En cas de licenciement pour une inaptitude d’origine professionnelle et impossibilité de reclassement, le salarié a droit à une indemnité spéciale de licenciement et à une indemnité compensatrice d’un montant égal à celui de l’indemnité compensatrice de préavis (C. trav., art. L. 1226-14).
A cet égard, la décision de prise en charge de la CPAM suffit-elle à établir l’origine professionnelle de la maladie ?
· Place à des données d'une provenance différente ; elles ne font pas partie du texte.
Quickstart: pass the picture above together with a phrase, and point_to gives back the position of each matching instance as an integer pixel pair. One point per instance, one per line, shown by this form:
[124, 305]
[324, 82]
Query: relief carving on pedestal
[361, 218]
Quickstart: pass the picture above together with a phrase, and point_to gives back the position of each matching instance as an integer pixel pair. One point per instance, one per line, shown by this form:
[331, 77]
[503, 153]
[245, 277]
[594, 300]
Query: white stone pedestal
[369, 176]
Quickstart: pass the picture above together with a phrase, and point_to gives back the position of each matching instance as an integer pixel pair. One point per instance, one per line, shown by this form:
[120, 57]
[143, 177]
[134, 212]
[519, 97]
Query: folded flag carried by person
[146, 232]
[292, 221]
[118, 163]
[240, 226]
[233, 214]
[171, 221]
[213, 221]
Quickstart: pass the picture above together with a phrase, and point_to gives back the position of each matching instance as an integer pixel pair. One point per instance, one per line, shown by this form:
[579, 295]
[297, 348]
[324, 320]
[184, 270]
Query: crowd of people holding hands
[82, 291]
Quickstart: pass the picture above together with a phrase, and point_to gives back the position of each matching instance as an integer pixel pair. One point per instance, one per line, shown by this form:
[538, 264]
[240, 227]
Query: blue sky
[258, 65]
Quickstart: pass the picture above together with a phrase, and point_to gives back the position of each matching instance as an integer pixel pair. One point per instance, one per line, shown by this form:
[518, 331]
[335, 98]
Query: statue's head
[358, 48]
La Cour de cassation répond par la négative dans un arrêt du 10 décembre 2025 (n°24-17672) :
- Elle retient que l’opposabilité à l’employeur, dans ses rapports avec la CPAM, du caractère professionnel de la maladie du salarié ne fait pas obstacle à ce que l’employeur conteste l’origine professionnelle de la maladie à l’encontre du salarié qui entend bénéficier de la législation protectrice applicable aux salariés victimes d’une maladie professionnelle.
- Il appartient alors au juge de former sa conviction, au vu de l’ensemble des éléments qui lui sont soumis par les parties, la prise en charge d’une affection au titre de la législation sur les maladies professionnelles n’étant pas de nature à constituer à elle seule la preuve de l’origine professionnelle de la maladie.
Cas concret
Dans cette affaire, un salarié, placé en arrêt maladie avait formé une demande de reconnaissance de maladie professionnelle auprès de la CPAM. Une décision de reconnaissance de maladie professionnelle avait été notifiée au salarié et à l’employeur, qui avait saisi la commission de recours amiable. Puis, le salarié, déclaré inapte à tous postes dans l’entreprise a été licencié pour inaptitude.
Le salarié estimait que l’inaptitude était imputable à la maladie professionnelle reconnue par la CPAM et avait saisi à cet égard, la juridiction prud’homale de demandes relatives à la rupture de son contrat de travail. Il s’appuyait sur une décision de la Cour de cassation en date du 18 septembre 2024 (n°22-22782) selon laquelle lorsqu’un accident du travail ou une maladie professionnelle a été reconnu par la CPAM par une décision non remise en cause, cette décision « s’impose » au juge prud’homal auquel il revient alors de se prononcer sur le lien de causalité entre cet accident ou cette maladie et l’inaptitude et sur la connaissance par l’employeur de l’origine professionnelle de l’accident ou de la maladie.
Mais la Cour de cassation rejette le pourvoi et réaffirme l’autonomie des juridictions prud’homales par rapport à la CPAM et aux juridictions de sécurité sociale (Cass. soc. 10 sept. 2025, n°23-19841. Aussi : Cass. soc. soc. 10 sept. 2025, n°24-12900).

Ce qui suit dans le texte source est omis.